Last September LMP was rewarded with a strike fizzing with CSG at the first well it drilled in the old Ohai coalfield in western Southland. Laboratory analysis lent weight to the company’s estimate that the field could hold as much as 300 petajoules (pj) – the size, Bay says, of a Taranaki Basin gas strike like the 260pj Kupe.

Unfortunately for the company, the announcement of the strike to the stock exchanges coincided with the collapse in the United States of the giant investment bank Lehman Brothers, an event now seen as one of the triggers for the onset of the global credit crisis. LMP’s share price actually dropped two cents that day, and it wasn’t until the lab reports came out in January this year that the market responded with a healthy jump.

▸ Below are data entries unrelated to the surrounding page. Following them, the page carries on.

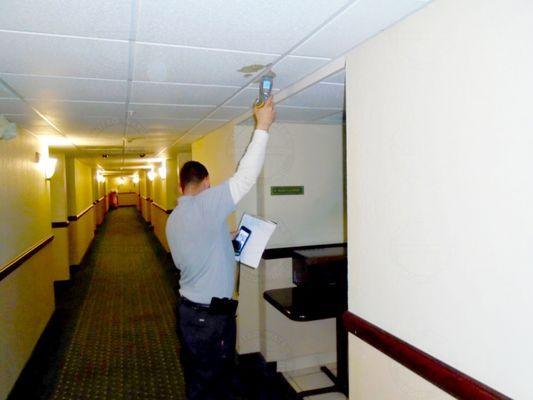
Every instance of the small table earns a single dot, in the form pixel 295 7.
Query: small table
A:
pixel 311 303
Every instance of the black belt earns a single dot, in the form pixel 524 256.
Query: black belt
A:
pixel 218 306
pixel 195 306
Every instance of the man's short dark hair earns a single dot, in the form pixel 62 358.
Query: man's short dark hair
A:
pixel 192 172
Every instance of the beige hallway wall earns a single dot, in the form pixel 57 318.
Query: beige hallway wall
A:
pixel 26 294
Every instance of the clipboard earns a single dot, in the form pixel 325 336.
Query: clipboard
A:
pixel 261 231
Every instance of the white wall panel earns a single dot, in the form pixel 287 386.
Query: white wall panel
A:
pixel 54 88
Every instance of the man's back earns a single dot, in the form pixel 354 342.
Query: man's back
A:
pixel 200 244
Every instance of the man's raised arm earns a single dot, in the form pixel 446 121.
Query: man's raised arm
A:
pixel 252 162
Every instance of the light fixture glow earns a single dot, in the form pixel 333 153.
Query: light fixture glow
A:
pixel 49 167
pixel 163 171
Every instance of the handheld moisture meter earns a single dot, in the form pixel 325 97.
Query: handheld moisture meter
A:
pixel 265 90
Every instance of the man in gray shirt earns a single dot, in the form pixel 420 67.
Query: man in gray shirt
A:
pixel 201 248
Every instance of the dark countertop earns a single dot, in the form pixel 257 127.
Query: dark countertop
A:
pixel 307 304
pixel 322 255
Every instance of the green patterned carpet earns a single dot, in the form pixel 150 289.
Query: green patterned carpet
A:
pixel 116 324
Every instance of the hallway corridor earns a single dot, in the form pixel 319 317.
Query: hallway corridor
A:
pixel 118 340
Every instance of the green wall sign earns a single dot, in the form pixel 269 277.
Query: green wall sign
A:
pixel 286 190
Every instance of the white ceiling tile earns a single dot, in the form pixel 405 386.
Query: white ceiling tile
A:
pixel 63 110
pixel 101 144
pixel 292 69
pixel 336 118
pixel 13 106
pixel 339 77
pixel 362 20
pixel 269 27
pixel 294 114
pixel 319 95
pixel 162 126
pixel 4 92
pixel 166 93
pixel 148 145
pixel 50 55
pixel 53 88
pixel 247 97
pixel 184 65
pixel 228 113
pixel 169 111
pixel 95 18
pixel 207 125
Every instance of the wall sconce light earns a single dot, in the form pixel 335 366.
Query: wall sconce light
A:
pixel 8 130
pixel 49 166
pixel 163 171
pixel 46 164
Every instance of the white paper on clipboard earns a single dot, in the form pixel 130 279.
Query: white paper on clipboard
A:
pixel 262 230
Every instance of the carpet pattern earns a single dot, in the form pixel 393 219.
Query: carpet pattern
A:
pixel 123 344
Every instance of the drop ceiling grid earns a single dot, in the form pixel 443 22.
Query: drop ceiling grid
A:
pixel 80 59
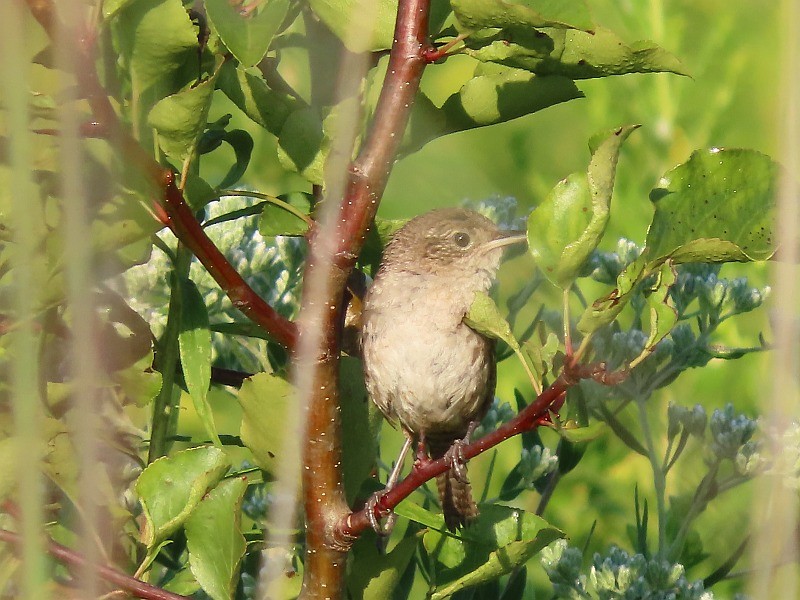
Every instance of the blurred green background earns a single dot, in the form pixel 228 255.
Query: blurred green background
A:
pixel 732 99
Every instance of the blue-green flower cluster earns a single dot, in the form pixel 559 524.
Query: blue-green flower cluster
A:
pixel 730 433
pixel 617 576
pixel 271 266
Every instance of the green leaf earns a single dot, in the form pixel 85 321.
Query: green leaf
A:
pixel 179 119
pixel 242 144
pixel 247 89
pixel 582 434
pixel 485 318
pixel 247 36
pixel 360 436
pixel 214 538
pixel 157 45
pixel 571 53
pixel 502 539
pixel 374 574
pixel 477 14
pixel 194 340
pixel 280 220
pixel 604 310
pixel 497 94
pixel 171 487
pixel 565 229
pixel 362 27
pixel 663 315
pixel 264 398
pixel 718 206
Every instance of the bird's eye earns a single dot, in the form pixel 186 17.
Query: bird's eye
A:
pixel 461 239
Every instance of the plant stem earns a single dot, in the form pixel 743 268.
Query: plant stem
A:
pixel 659 475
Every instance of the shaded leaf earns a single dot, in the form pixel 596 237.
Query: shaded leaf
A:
pixel 264 398
pixel 502 539
pixel 179 119
pixel 194 341
pixel 171 487
pixel 374 574
pixel 214 538
pixel 571 53
pixel 497 94
pixel 247 36
pixel 477 14
pixel 247 89
pixel 718 206
pixel 360 436
pixel 362 27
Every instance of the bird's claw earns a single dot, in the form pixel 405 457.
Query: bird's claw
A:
pixel 374 509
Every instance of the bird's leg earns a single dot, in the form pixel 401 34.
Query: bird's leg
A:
pixel 455 455
pixel 372 504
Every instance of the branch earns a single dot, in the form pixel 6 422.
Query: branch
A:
pixel 332 255
pixel 133 586
pixel 534 415
pixel 172 209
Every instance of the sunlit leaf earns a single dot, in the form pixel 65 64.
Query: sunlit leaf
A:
pixel 718 206
pixel 477 14
pixel 194 340
pixel 264 399
pixel 214 538
pixel 247 36
pixel 171 487
pixel 565 229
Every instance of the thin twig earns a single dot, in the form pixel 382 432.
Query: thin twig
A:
pixel 133 586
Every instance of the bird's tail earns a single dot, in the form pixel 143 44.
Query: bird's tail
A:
pixel 455 495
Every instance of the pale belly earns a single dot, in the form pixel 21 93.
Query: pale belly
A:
pixel 432 380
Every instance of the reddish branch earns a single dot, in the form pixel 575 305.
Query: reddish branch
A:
pixel 324 501
pixel 538 413
pixel 172 209
pixel 133 586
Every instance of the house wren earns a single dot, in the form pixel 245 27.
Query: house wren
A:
pixel 423 366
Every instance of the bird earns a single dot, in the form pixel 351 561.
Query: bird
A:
pixel 424 368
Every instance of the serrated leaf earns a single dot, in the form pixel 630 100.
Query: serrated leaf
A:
pixel 360 436
pixel 179 119
pixel 264 398
pixel 565 229
pixel 279 220
pixel 247 89
pixel 214 538
pixel 718 206
pixel 194 341
pixel 171 487
pixel 247 36
pixel 499 94
pixel 501 539
pixel 477 14
pixel 571 53
pixel 485 318
pixel 604 310
pixel 663 315
pixel 157 43
pixel 362 27
pixel 374 574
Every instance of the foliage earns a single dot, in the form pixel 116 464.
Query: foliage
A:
pixel 194 395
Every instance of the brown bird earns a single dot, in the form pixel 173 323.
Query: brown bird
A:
pixel 425 368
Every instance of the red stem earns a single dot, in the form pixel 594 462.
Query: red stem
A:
pixel 536 414
pixel 173 210
pixel 133 586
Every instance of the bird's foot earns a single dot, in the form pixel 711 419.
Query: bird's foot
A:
pixel 375 512
pixel 455 455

Enthusiasm for the stock has since waned in the face of the global crisis – compounded by the slump in oil prices despite the disconnection with local gas prices – by mid-February it was trading at less than 10 cents.

Bay is unfazed by this development: LMP’s got plenty of cash in the bank for an exploration portfolio he has designed to develop cash-flow in the short-to-medium rather than the long term. Two CSG wells have now been drilled in Southland, with the results from the second due back from the lab about now, and there will be at least two more drilled this year to delineate the field, followed by a couple more to find the sweet spot for eventual development.

Commercialisation of the field could be under way as early as 2011, depending on the outcome of the drilling programme, but lab tests so far suggest 80-90 percent of the gas is recoverable, compared to an average of 70-80 percent for most CSG fields. At this stage the most likely application will be electricity generation.

Further to the west, about 70 kilometres from Invercargill, LMP has teamed up with Bay’s old firm Mighty River Power to drill the conventional Otahu gas prospect, currently planned for early 2010. Securing this acreage required LMP to do a deal with Crown Minerals whereby the company surrendered half its 1125 hectacre tenement to gain a second five-year extension of its permit over the remainder.

Besides Southland, LMP has exploration acreage on the West Coast of the South Island and, more recently, in Taranaki, but the thrust of Bay’s strategy for the company is reflected in the joint venture he is contemplating with Australian company Salinas Energy to tap into the famous San Joaquin Basin oilfield in California.

The first wells in this highly prolific basin were drilled nearly a hundred years ago, and continued to produce through into the 1960s. A second round of infill drilling followed the oil boom of the 1970s, and LMP’s foray into San Joaquin represents a third tier of exploration and development.

Bay says there are two reasons for the California play. The first is the similarity in geology between California, on the eastern edge of the Pacific tectonic plate, and New Zealand on the western edge.

“So there’s a technical comfort there, more so than in Australia which is completely different geology,” he says.

“The second reason is that it’s the San Joaquin Basin: it’s proven and prolific, and in the centre of one of the largest energy markets in the world in southern California, so if you find anything – your commercialisation is done in a few months rather than several years.”

Striking oil in America’s west would not threaten his allegiance to the Steelers from the opposite side of the continent, Bay says, and he’ll be backing the men of steel to repeat their Superbowl win next year.

And in the meantime, he adds with a confident air, he expects that other black-and-gold team, the Hurricanes, to replicate the Steelers’ success in this year’s Super 14.